II – estudo psicossocial dos pretendentes à adoção, elaborado por  agência especializada  e  credenciada  no  País  de  origem,  ou  por determinação da autoridade judiciária competente (ECA, art. 51, § 1º);

III – cópia do passaporte e de outros documentos pessoais;

IV – atestado de sanidade física e mental;

V – atestado de antecedentes criminais;

VI – declaração da  autoridade  competente  do  respectivo país e domicílio dos pretendentes, comprovando a habilitação destes para adotarem segundo as  leis de seu país  (ECA, art. 51, § 1º) e, quando  for o caso, autorização para promover adoção de brasileiros;

VII – texto  da  legislação  estrangeira  específica,  relativa  à adoção, acompanhado da prova da respectiva vigência, observado o disposto no art. 51, § 3º, do ECA;

VIII – atestado de residência;

IX – declaração de rendimento anual;

X – certidão de casamento (ou de nascimento, se solteiro);

XI – atestado de idoneidade moral;

XII – autorização  específica  para  atuação  de  seu representante no Estado e perante a CEJA-AC;

XIII – declaração de ciência de que a adoção, no Brasil, é totalmente gratuita, assinada pelos  requerentes, com  reconhecimento de  firma  (art. 141, § 2º do  ECA);

XIV – declaração  de  ciência de  que  a  adoção  no Brasil  a partir do trânsito em julgado da sentença, tem caráter irrevogável e irretratável (ECA, arts. 41 e 48);

XV – declaração de ciência de não estabelecer contato, no Brasil, com os pais da criança e do adolescente ou com qualquer pessoa que tenha a guarda do mesmo, antes que:

a) tenha  sido  expedido  o  Certificado  de  Habilitação
pela CEJA-AC;

b) tenha  o  competente  Juízo  da  Infância  e  da Juventude  examinado  adequadamente  as possibilidades  de  colocação  do  adotando  em  lar substituto nacional;

c) tenha  o mesmo  Juízo  definido  estar  a  criança  ou adolescente  em  condições  de  ser  adotado  por estrangeiros.
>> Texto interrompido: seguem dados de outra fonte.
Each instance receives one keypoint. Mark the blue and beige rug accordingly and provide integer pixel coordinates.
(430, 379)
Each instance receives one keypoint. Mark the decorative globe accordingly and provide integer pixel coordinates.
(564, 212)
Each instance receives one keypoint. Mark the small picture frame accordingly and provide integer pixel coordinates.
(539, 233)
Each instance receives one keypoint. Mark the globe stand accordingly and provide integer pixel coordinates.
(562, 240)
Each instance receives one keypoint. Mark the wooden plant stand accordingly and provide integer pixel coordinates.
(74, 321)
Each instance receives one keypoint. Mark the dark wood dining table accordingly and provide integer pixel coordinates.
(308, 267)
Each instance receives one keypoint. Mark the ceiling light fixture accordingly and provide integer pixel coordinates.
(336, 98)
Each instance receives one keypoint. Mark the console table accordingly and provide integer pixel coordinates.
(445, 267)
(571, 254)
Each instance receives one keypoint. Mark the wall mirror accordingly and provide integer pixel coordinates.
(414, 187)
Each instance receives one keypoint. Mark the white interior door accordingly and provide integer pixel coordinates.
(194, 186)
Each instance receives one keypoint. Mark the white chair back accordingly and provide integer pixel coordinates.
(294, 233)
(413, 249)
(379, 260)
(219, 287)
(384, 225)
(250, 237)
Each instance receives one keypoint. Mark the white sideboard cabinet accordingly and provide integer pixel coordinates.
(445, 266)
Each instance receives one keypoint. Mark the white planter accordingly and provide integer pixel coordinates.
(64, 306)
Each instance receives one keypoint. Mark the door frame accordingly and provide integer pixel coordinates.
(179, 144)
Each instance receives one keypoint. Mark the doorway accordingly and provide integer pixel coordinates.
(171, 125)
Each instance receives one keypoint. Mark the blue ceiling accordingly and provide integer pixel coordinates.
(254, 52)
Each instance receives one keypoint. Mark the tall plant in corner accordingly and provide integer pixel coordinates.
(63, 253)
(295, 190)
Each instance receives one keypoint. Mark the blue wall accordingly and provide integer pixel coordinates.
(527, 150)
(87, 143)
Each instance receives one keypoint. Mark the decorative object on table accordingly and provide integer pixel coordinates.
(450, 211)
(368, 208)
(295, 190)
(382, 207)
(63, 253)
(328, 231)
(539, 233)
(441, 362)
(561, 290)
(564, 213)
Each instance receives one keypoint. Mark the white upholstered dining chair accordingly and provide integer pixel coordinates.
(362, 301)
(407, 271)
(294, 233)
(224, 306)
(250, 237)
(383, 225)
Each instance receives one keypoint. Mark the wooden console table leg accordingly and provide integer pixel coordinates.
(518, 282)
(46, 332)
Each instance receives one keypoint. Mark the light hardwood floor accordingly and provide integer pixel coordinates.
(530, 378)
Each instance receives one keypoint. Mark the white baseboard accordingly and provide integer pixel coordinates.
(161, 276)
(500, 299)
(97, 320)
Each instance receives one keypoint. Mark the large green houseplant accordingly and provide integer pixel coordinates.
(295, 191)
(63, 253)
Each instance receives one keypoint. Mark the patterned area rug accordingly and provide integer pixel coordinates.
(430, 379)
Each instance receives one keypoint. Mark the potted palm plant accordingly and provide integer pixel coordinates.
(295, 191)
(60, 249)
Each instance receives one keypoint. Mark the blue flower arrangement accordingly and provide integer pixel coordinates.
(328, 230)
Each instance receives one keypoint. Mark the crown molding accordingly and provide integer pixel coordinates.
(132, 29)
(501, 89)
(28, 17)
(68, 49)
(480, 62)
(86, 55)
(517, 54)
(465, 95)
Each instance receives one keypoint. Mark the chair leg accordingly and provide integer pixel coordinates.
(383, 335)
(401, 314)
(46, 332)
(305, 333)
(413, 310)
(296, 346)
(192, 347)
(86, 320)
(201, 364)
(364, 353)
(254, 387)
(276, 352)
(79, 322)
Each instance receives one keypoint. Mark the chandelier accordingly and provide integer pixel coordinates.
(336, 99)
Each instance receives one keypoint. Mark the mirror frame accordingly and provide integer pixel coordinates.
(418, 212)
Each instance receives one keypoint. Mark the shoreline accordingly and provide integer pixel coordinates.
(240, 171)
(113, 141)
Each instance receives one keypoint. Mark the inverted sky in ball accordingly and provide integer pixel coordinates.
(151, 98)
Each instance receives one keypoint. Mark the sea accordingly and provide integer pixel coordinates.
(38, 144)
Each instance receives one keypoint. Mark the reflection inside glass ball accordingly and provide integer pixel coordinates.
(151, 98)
XVI – comprovação  da  existência  ou  não  de  filhos,  com respectiva certidão de nascimento de outros filhos (se existirem);

XVII – declaração de profissão;

XVIII –  atestado  médico  dos  filhos  dos  requerentes  (se houver);

XIX – fotografias dos  requerentes, de  sua  residência  e  de seus familiares (grampeadas em papel sulfite);

§ 1º – Os pedidos de habilitação poderão ser apresentados perante a Comissão diretamente pelos interessados, ou por intermédio de advogado habilitado ou procurador expressamente autorizado e ainda por entidade credenciada  junto a Comissão;

§  2º  –  Todos  os  documentos  em  língua  estrangeira  deverão  estar traduzidos  por  tradutor  público  juramentado  do  País  de  origem  ou  do  Brasil  e autenticados pela autoridade  consular brasileira, no primeiro  caso, na  forma da  lei (ECA, art. 51, § 3º);

§ 3º – A documentação pode ser apresentada em cópia devidamente autenticadas  ou  no  seu  original,  inclusive  o  documento  que corresponde a autorização do País de origem.

§ 4º – Os documentos de que trata os incisos do artigo anterior terão validade de dois (02) anos.